When the narrative is set that 'the others' are to blame, people who have struggled with the economic impact of Brexit and austerity, of the failure to build social housing, or build industries in the former textile, mining, steel, and engineering towns, will look for someone to believe in. When I worked in Burnley, one of the most deprived towns in the North of England, it was no surprise when the BNP made its head office there, against a backdrop of unemployment, poor housing stock, substance abuse, poverty, and racial divide.

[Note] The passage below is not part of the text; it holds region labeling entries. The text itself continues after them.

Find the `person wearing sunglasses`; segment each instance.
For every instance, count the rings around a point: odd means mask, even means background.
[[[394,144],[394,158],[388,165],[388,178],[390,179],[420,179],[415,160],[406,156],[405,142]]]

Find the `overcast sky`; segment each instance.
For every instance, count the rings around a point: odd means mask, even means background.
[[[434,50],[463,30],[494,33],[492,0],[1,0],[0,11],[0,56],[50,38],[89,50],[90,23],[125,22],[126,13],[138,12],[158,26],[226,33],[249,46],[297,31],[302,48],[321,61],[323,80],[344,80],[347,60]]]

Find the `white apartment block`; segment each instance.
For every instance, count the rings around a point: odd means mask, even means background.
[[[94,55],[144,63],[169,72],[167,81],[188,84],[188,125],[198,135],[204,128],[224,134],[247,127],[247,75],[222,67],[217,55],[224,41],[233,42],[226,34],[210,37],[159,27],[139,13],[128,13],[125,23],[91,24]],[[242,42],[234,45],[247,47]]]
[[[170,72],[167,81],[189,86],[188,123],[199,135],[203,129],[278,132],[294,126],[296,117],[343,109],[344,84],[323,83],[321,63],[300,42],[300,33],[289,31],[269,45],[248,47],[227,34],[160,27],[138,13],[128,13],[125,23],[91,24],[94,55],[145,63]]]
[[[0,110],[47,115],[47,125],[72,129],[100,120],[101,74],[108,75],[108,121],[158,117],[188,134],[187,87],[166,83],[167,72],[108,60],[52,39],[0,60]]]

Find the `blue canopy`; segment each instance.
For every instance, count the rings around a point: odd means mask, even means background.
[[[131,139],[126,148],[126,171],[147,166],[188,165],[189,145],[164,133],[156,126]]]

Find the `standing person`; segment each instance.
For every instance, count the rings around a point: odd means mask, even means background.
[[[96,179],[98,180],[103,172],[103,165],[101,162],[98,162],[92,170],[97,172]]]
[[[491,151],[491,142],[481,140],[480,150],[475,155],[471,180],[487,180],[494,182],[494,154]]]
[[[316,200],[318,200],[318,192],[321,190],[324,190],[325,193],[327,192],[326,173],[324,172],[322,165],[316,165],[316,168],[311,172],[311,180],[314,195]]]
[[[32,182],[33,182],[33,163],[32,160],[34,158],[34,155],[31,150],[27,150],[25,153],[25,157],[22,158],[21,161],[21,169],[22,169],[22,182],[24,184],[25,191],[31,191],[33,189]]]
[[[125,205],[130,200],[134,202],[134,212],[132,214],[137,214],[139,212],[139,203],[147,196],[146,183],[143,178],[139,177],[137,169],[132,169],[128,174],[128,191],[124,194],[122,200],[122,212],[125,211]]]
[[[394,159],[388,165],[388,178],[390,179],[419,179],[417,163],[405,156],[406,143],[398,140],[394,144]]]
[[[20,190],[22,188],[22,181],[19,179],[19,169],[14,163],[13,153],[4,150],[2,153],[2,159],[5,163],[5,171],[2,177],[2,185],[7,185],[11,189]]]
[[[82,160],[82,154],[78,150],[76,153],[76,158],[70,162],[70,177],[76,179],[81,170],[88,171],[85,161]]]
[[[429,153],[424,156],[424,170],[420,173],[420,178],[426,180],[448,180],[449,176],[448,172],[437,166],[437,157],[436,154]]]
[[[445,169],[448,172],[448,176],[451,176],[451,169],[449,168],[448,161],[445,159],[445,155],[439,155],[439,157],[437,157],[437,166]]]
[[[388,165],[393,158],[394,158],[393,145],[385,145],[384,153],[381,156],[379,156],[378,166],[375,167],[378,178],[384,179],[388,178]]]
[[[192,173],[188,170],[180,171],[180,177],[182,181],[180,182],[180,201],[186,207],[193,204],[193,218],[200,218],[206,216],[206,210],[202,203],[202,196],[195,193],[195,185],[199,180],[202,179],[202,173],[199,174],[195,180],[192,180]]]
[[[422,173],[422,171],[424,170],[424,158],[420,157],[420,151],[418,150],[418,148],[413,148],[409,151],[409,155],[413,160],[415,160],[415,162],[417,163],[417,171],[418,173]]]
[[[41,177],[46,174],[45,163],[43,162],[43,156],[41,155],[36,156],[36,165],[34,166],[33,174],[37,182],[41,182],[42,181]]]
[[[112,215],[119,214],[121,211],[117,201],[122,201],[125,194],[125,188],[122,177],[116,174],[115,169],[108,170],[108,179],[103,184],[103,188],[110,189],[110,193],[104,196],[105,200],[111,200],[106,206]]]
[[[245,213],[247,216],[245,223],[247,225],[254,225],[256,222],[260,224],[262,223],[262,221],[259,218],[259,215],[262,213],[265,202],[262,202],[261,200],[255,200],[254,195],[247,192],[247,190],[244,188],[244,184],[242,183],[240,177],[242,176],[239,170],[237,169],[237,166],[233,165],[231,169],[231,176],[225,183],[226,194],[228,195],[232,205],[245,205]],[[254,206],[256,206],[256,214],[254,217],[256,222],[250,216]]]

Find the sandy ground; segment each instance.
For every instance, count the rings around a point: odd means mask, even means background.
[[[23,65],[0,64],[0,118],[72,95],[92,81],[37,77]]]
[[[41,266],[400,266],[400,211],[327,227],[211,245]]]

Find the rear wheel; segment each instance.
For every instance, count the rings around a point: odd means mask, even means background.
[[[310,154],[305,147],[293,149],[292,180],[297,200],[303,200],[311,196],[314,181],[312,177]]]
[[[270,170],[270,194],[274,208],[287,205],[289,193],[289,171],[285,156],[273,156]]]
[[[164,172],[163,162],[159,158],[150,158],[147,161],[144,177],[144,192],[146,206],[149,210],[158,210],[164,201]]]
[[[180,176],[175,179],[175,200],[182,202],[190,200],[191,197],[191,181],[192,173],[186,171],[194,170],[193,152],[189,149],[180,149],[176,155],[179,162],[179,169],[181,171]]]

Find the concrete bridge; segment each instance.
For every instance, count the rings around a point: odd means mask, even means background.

Our national broadcaster has continually platformed Reform but failed to challenge their narrative, and we are a nation divided. The Israel/Palestine issue is often misreported, with the Palestinian death toll largely ignored, and October 7th 2023 continually paraded as a commencement of hostilities in a near 80-year 'conflict'. Young people who seek out different media sources are now constantly questioning the 'truths' of the past, of Churchill as an all-conquering-hero, or learning that great centres of learning were founded and funded by plantation owners with their free, imprisoned labour force, and the right fight against it, parading dissenting voices as England-hating, unpatriotic antisemites, or the great unwashed. We are, undoubtedly, at a tipping-point, but I have faith that things will get better because the truth cannot hide forever.
I am blessed to live in the multi-cultural thriving heart of my city, surrounded by all faiths, colours, and creeds, and I welcome the opportunity to immerse myself in humanity. I feel enriched by it. I hope that over the next four years more and more progressive voices are heard and politicians and media organisations begin to forensically challenge the narrative. I have seen one interview with Donald Trump, another hateful, divisive stain on society, where he was properly challenged and utterly fell apart, looking like a junior school debater confronted by Christopher Hitchens. I hope that the Epstein files crash his world and cause global tremors through which a rejection of his politics becomes the new fruit on the olive branch of humanity.
In the meantime, we must address societal inequality for it is the foundation that hate is built upon. We must find ways to grow the economy, to invest in housing and services, and to provide hope as an antidote to hate. We have a problem because we are living much longer, we are reproducing fewer, and we are working less. There is no way to hide from the fact that, for society, that is damaging...very...and immigration is an absolutely essential tool to help navigate the shortfall, assuming AI hasn't taken human-beings from the 'needed box' by then.